Morillon
En el periódico, A. cuelga en la pared una foto del general Morillon.-Por fin tenemos un rostro. Es una novedad en esta guerra.
Tiene razón: un rostro donde escupir o donde escrutar un poco de esperanza. Todas las guerras tienen su rostro. Al menos lo encuentran en ese punto donde se inicia el camino de retorno: un rostro donde el horror identificado pueda empezar a disolverse. No ha sido hasta ahora el caso de los Balcanes. Las imágenes pasan deprisa: niños despidiéndose del padre con la nariz pegada a los cristales del auto que se los lleva, mujeres inclinadas sobre lo que fue su casa, francotiradores entre los aledaños de cualquier ciudad, fugaces convoyes de camino hacia ninguna parte. Una abrupta y dispersa geografía de nombres, variable según el curso de las balas: Mostar, Srebrenica, Sarajevo, Milosevic... Nada acaba de concretarse; como si esa turbulencia de signos quisiera reflejar la oculta verdad de esta guerra atravesada por lo inefable, es decir, por todo aquello que no puede expresarse. Una guerra de planos muy cortos, sin secuencias.

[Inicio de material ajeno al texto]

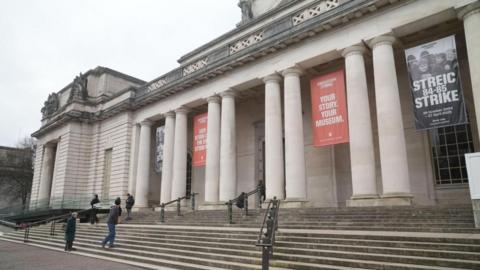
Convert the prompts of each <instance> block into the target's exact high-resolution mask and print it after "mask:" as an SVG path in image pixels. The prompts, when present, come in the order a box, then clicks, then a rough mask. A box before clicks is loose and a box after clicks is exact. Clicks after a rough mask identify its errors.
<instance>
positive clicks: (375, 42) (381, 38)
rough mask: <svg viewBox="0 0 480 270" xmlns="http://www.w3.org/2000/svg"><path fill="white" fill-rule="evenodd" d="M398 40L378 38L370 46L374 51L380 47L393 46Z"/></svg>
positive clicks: (371, 43) (387, 36)
mask: <svg viewBox="0 0 480 270" xmlns="http://www.w3.org/2000/svg"><path fill="white" fill-rule="evenodd" d="M395 40H396V38H395V37H393V36H387V35H385V36H378V37H376V38H374V39H372V40H371V41H370V43H369V44H368V45H369V46H370V47H372V49H375V47H377V46H380V45H392V44H393V43H394V42H395Z"/></svg>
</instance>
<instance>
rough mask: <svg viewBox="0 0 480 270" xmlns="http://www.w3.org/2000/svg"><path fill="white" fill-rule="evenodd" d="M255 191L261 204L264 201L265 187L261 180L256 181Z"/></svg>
mask: <svg viewBox="0 0 480 270" xmlns="http://www.w3.org/2000/svg"><path fill="white" fill-rule="evenodd" d="M257 189H258V193H259V195H260V203H263V202H264V201H265V185H264V184H263V181H262V180H260V181H258V186H257Z"/></svg>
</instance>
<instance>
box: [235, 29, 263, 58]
mask: <svg viewBox="0 0 480 270" xmlns="http://www.w3.org/2000/svg"><path fill="white" fill-rule="evenodd" d="M263 35H264V31H261V32H259V33H255V34H253V35H250V36H248V37H246V38H243V39H241V40H239V41H237V42H235V43H233V44H232V45H230V54H234V53H237V52H239V51H241V50H243V49H245V48H248V47H250V46H252V45H253V44H256V43H258V42H260V41H262V40H263Z"/></svg>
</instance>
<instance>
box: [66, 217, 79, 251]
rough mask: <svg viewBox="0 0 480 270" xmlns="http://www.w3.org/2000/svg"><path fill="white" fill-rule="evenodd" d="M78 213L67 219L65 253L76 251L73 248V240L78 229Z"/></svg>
mask: <svg viewBox="0 0 480 270" xmlns="http://www.w3.org/2000/svg"><path fill="white" fill-rule="evenodd" d="M77 216H78V213H77V212H73V213H72V214H71V215H70V217H69V218H68V219H67V226H66V228H65V251H72V250H76V249H74V248H73V240H75V230H76V227H77Z"/></svg>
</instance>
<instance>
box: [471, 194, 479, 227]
mask: <svg viewBox="0 0 480 270" xmlns="http://www.w3.org/2000/svg"><path fill="white" fill-rule="evenodd" d="M472 208H473V218H474V219H475V228H480V199H476V200H472Z"/></svg>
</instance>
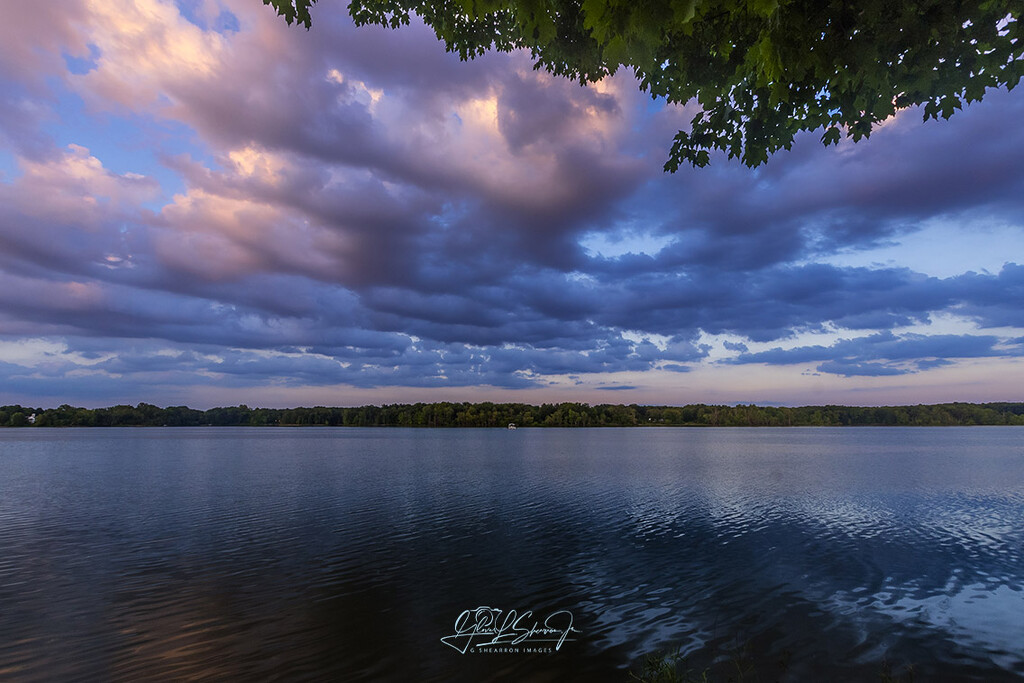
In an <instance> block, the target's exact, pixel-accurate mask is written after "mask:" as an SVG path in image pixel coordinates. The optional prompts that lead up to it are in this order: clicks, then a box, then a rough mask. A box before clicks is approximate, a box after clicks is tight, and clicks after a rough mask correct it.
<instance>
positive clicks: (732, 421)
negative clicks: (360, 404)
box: [0, 402, 1024, 427]
mask: <svg viewBox="0 0 1024 683" xmlns="http://www.w3.org/2000/svg"><path fill="white" fill-rule="evenodd" d="M510 423H513V424H515V425H517V426H519V427H638V426H708V427H797V426H847V425H920V426H941V425H1024V403H980V404H979V403H940V404H937V405H894V407H885V408H854V407H846V405H806V407H802V408H770V407H762V405H703V404H695V405H683V407H672V405H635V404H634V405H618V404H607V403H602V404H600V405H590V404H588V403H544V404H543V405H530V404H527V403H447V402H444V403H412V404H393V405H362V407H359V408H323V407H318V408H290V409H270V408H249V407H248V405H237V407H232V408H213V409H210V410H209V411H197V410H194V409H190V408H185V407H184V405H172V407H169V408H159V407H157V405H151V404H148V403H139V404H138V405H114V407H112V408H99V409H86V408H74V407H72V405H61V407H60V408H55V409H48V410H46V409H40V408H27V407H25V405H3V407H0V427H160V426H167V427H198V426H204V425H212V426H268V425H269V426H274V425H280V426H285V425H331V426H342V427H506V426H508V425H509V424H510Z"/></svg>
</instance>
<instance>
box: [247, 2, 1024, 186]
mask: <svg viewBox="0 0 1024 683" xmlns="http://www.w3.org/2000/svg"><path fill="white" fill-rule="evenodd" d="M315 1H316V0H263V3H264V4H269V5H272V6H273V7H274V8H275V9H276V10H278V13H279V14H281V15H282V16H284V17H285V19H286V20H287V22H288V23H289V24H293V23H295V24H301V25H303V26H305V27H306V28H307V29H308V28H309V27H310V25H311V20H312V19H311V15H310V7H311V6H312V4H313V3H315ZM1022 10H1024V0H1002V1H997V0H905V1H903V2H893V1H892V0H855V1H852V2H851V1H849V0H716V1H714V2H712V1H710V0H352V1H351V3H350V4H349V5H348V11H349V13H350V14H351V16H352V18H353V19H354V20H355V23H356V24H357V25H360V26H362V25H370V24H374V25H380V26H384V27H390V28H392V29H393V28H398V27H400V26H403V25H408V24H409V23H410V18H411V16H412V15H413V14H416V15H418V16H420V17H421V18H422V19H423V22H424V23H425V24H426V25H427V26H429V27H431V28H432V29H433V30H434V33H435V34H436V35H437V38H438V39H439V40H441V41H442V42H443V43H444V45H445V47H446V48H447V49H449V50H450V51H452V52H456V53H458V54H459V55H460V56H461V57H462V58H463V59H470V58H473V57H475V56H478V55H481V54H483V53H485V52H486V51H488V50H500V51H511V50H517V49H528V50H529V51H530V54H531V55H532V58H534V59H535V68H536V69H544V70H546V71H548V72H550V73H552V74H555V75H558V76H564V77H566V78H569V79H572V80H575V81H579V82H580V83H584V84H585V83H591V82H596V81H599V80H601V79H603V78H605V77H606V76H608V75H610V74H614V73H615V72H616V71H618V70H620V69H623V68H626V69H630V70H632V71H633V73H634V74H635V75H636V77H637V78H638V80H639V82H640V87H641V88H642V89H643V90H645V91H647V92H649V93H650V94H651V96H653V97H664V98H665V99H666V100H668V101H670V102H677V103H685V102H688V101H690V100H692V99H695V100H696V101H697V102H699V105H700V110H699V112H698V113H697V114H696V116H694V117H693V120H692V122H691V126H690V130H689V131H679V133H677V134H676V137H675V139H674V141H673V144H672V148H671V152H670V157H669V160H668V162H666V164H665V168H666V170H668V171H676V170H678V168H679V166H680V165H681V164H684V163H688V164H692V165H693V166H706V165H708V163H709V162H710V159H711V156H710V153H711V152H713V151H716V150H718V151H722V152H725V153H726V154H728V156H729V157H730V158H738V159H740V160H741V161H742V162H743V163H744V164H746V165H748V166H752V167H753V166H758V165H760V164H763V163H765V162H766V161H767V160H768V157H769V156H770V155H771V154H773V153H775V152H777V151H778V150H780V148H785V150H788V148H790V147H791V146H792V145H793V140H794V137H795V136H796V134H797V133H798V132H800V131H803V130H821V131H822V135H821V141H822V142H823V143H824V144H835V143H837V142H839V140H840V139H841V138H842V137H843V136H844V135H846V136H847V137H850V138H852V139H853V140H855V141H856V140H859V139H861V138H864V137H867V136H868V135H870V133H871V130H872V129H873V128H874V126H876V124H878V123H880V122H882V121H885V120H886V119H887V118H889V117H891V116H893V114H895V113H896V111H897V110H899V109H904V108H907V106H913V105H918V104H923V105H924V118H925V120H928V119H936V118H938V117H940V116H941V117H942V118H944V119H948V118H949V117H950V116H952V114H953V113H954V112H955V111H956V110H959V109H963V106H964V104H965V103H970V102H973V101H977V100H980V99H981V98H982V97H983V95H984V94H985V92H986V91H987V90H988V89H989V88H1007V89H1013V88H1014V87H1015V86H1016V85H1017V84H1018V83H1019V82H1020V80H1021V77H1022V76H1024V40H1022V28H1021V23H1020V18H1021V13H1022Z"/></svg>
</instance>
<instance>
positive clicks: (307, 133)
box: [0, 0, 1024, 408]
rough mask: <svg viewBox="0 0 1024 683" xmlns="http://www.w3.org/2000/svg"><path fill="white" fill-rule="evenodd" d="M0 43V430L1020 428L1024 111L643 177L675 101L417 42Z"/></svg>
mask: <svg viewBox="0 0 1024 683" xmlns="http://www.w3.org/2000/svg"><path fill="white" fill-rule="evenodd" d="M315 16H316V19H315V22H314V26H313V28H312V30H310V31H308V32H307V31H305V30H304V29H299V28H294V27H288V26H287V25H286V24H285V23H284V22H283V20H282V19H281V18H280V17H278V16H275V14H274V12H273V11H272V9H270V8H267V7H264V6H263V5H262V3H260V2H259V1H258V0H178V1H177V2H172V1H171V0H56V1H53V2H46V3H42V4H37V5H32V4H25V5H15V6H11V7H10V8H9V9H8V11H7V16H6V20H5V23H4V24H3V25H2V26H0V403H9V402H19V403H24V404H27V405H39V407H54V405H57V404H60V403H72V404H76V405H85V407H100V405H111V404H115V403H133V404H134V403H137V402H139V401H146V402H152V403H157V404H161V405H170V404H188V405H191V407H195V408H209V407H212V405H223V404H237V403H247V404H249V405H254V407H255V405H264V407H289V405H300V404H303V405H304V404H334V405H355V404H364V403H383V402H415V401H434V400H470V401H484V400H492V401H518V402H531V403H540V402H553V401H563V400H564V401H584V402H590V403H605V402H613V403H630V402H636V403H657V404H682V403H695V402H705V403H713V402H714V403H735V402H757V403H761V404H788V405H797V404H812V403H843V404H857V405H871V404H897V403H930V402H943V401H954V400H967V401H976V402H984V401H999V400H1022V395H1021V389H1020V387H1021V384H1022V382H1021V380H1022V378H1024V303H1022V302H1024V164H1022V163H1021V159H1024V128H1022V127H1021V126H1020V125H1019V121H1021V120H1022V119H1024V88H1020V89H1015V90H1014V91H1013V92H1009V93H1008V92H1004V91H999V92H996V91H990V92H989V93H987V94H986V96H985V99H984V101H982V102H978V103H974V104H972V105H971V106H969V108H967V109H966V110H965V111H964V112H959V113H957V114H956V115H955V116H953V117H952V118H951V119H950V120H949V121H931V122H927V123H925V122H923V121H922V115H921V112H920V111H918V110H905V111H902V112H900V114H899V115H898V116H897V117H895V118H894V119H892V120H890V121H889V122H887V123H886V124H885V125H884V126H882V127H881V128H880V129H879V130H877V131H876V132H874V133H873V134H872V135H871V137H870V138H869V139H867V140H864V141H861V142H858V143H855V144H854V143H852V142H849V141H843V142H841V143H840V144H839V145H837V146H829V147H825V146H822V144H821V143H820V142H819V139H818V138H819V137H820V132H819V133H818V134H813V133H812V134H807V135H802V136H800V137H798V139H797V143H796V144H795V145H794V148H793V150H792V151H791V152H781V153H779V154H777V155H776V156H775V157H773V158H772V159H771V160H770V161H769V163H768V164H767V166H763V167H760V168H758V169H749V168H746V167H744V166H742V165H741V164H740V163H739V162H737V161H735V160H728V159H726V158H725V157H724V156H721V155H720V156H713V160H712V164H711V165H710V166H709V167H707V168H703V169H692V168H689V167H686V168H681V169H680V170H679V172H678V173H675V174H667V173H665V172H664V171H663V164H664V163H665V161H666V158H667V156H668V151H669V147H670V145H671V142H672V138H673V135H674V134H675V133H676V131H677V130H679V129H681V128H686V127H687V126H688V122H689V120H690V119H691V118H692V116H693V112H694V110H693V106H694V104H689V105H687V106H671V105H666V104H664V103H660V102H654V101H651V100H650V98H649V97H648V96H647V95H646V94H645V93H643V92H641V91H640V90H639V89H638V87H637V83H636V81H635V79H633V78H632V77H631V76H630V75H628V74H625V73H621V74H618V75H616V76H614V77H612V78H609V79H607V80H605V81H604V82H602V83H599V84H596V85H593V86H589V87H581V86H580V85H579V84H575V83H571V82H568V81H566V80H563V79H559V78H556V77H552V76H550V75H548V74H546V73H544V72H538V71H535V70H534V68H532V63H531V61H530V59H529V55H528V54H524V53H513V54H487V55H485V56H483V57H480V58H477V59H475V60H473V61H469V62H463V61H460V60H459V58H458V56H457V55H453V54H449V53H445V51H444V48H443V45H442V44H440V43H439V42H438V41H437V40H436V38H435V37H434V35H433V33H432V32H431V31H430V30H429V29H427V28H425V27H423V26H421V25H418V24H415V23H414V25H413V26H411V27H407V28H403V29H400V30H396V31H388V30H383V29H379V28H359V29H356V28H355V27H354V26H352V24H351V20H350V19H349V18H348V16H347V12H346V5H345V4H344V3H341V2H333V1H328V0H321V2H319V3H317V5H316V15H315Z"/></svg>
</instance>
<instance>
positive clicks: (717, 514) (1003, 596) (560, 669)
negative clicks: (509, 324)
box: [0, 427, 1024, 681]
mask: <svg viewBox="0 0 1024 683" xmlns="http://www.w3.org/2000/svg"><path fill="white" fill-rule="evenodd" d="M478 607H488V608H490V610H489V611H488V610H480V611H477V608H478ZM466 610H470V611H469V612H468V613H466V614H464V615H463V612H465V611H466ZM495 610H501V612H500V613H499V612H497V611H495ZM513 610H514V611H515V616H517V617H521V618H519V621H518V622H517V623H516V624H515V626H516V628H517V629H519V630H518V631H516V630H507V631H505V632H504V633H502V634H501V635H500V636H496V634H494V633H489V634H485V633H476V634H475V635H474V632H473V630H472V628H471V627H472V626H473V625H474V624H475V625H477V626H479V627H480V628H479V629H477V631H479V632H483V631H486V629H485V627H487V625H488V624H489V622H488V621H487V617H488V616H494V615H496V614H497V615H498V616H499V618H498V620H497V622H495V624H496V625H497V626H498V627H500V626H501V625H502V624H503V623H504V622H505V620H506V617H508V615H509V614H511V613H512V611H513ZM527 612H529V613H527ZM460 615H463V617H462V621H461V622H460V624H459V625H457V621H458V620H460ZM546 622H547V625H548V629H547V630H545V629H544V628H543V627H544V625H545V623H546ZM510 624H511V622H510ZM534 625H536V626H537V627H538V628H537V630H535V631H534V632H532V633H531V634H530V633H528V630H529V629H528V627H530V626H534ZM570 626H571V628H570ZM522 636H526V637H525V638H524V639H522V640H520V642H518V643H513V642H512V641H514V640H515V639H516V638H521V637H522ZM562 636H564V640H563V641H562V642H561V643H560V645H559V643H558V640H559V639H560V638H561V637H562ZM442 639H444V641H442ZM488 640H496V641H497V643H496V644H495V645H492V646H487V645H485V644H484V643H486V642H487V641H488ZM516 648H518V649H519V651H518V652H501V651H496V650H501V649H516ZM526 650H540V651H526ZM666 650H677V651H678V653H679V655H680V656H685V660H684V661H682V663H681V664H680V670H682V669H686V668H689V669H692V670H693V671H694V672H696V673H700V672H702V671H705V670H706V669H709V670H710V673H711V675H712V680H726V676H729V675H731V676H733V677H734V678H735V677H736V675H737V674H736V672H738V671H743V672H745V673H748V675H749V678H746V679H744V680H761V681H769V680H783V681H786V680H788V681H824V680H854V681H856V680H879V676H880V675H881V673H882V672H884V671H886V670H887V669H886V668H887V667H888V668H889V670H891V671H893V672H894V673H899V672H902V671H903V670H904V668H905V667H906V666H907V665H912V666H913V672H914V676H915V678H914V680H916V681H934V680H979V681H998V680H1020V678H1021V677H1022V676H1024V428H1013V427H1006V428H1000V427H992V428H989V427H971V428H934V429H933V428H905V429H904V428H877V429H876V428H846V429H828V428H806V429H803V428H792V429H672V428H664V429H663V428H649V429H632V430H631V429H600V430H598V429H581V430H557V429H550V430H540V429H519V430H516V431H508V430H404V429H369V428H367V429H345V428H301V429H287V428H286V429H279V428H254V429H250V428H196V429H190V428H170V429H102V430H101V429H97V430H80V429H63V430H47V429H20V430H13V429H7V430H0V679H4V680H7V679H11V680H27V681H32V680H90V679H91V680H122V681H135V680H147V679H148V680H154V679H162V680H166V679H190V678H220V679H233V680H304V679H308V680H325V679H334V680H346V681H353V680H368V681H371V680H372V681H377V680H385V681H387V680H394V681H462V680H465V681H486V680H496V681H504V680H509V681H573V680H579V681H603V680H609V681H627V680H630V678H629V672H630V670H631V668H632V670H633V671H634V672H638V671H639V667H640V664H641V660H642V658H643V657H644V655H645V654H647V653H651V652H655V651H666ZM716 677H717V678H716Z"/></svg>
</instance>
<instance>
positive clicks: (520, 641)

Hasta que llegó Morillon, el buen francés. Un francés entero. El francés del beau geste. Alguien capaz de sublimar en sí mismo toda la impotencia de Europa. Alguien a quien pedir explicaciones, responsabilidades; un nombre, un rostro al que esperar en el último noticiario de la noche para saber cómo han ido hoy las cosas en el paisaje de la que fue ejemplar Yugoslavia. Alguien, además, capaz de vincularse a una de las exigencias que recorren el final de siglo: frente al sistema que oculta y desmerece a los hombres, la venganza del hombre. Morillon, el honrado rebelde.
Quieren quitárselo de encima, las autoridades. Ellas sabrán lo que hacen. Pero en el paisaje de la ex Yugoslavia, el rostro inaprensible de la muerte va a quedarse sin competencia.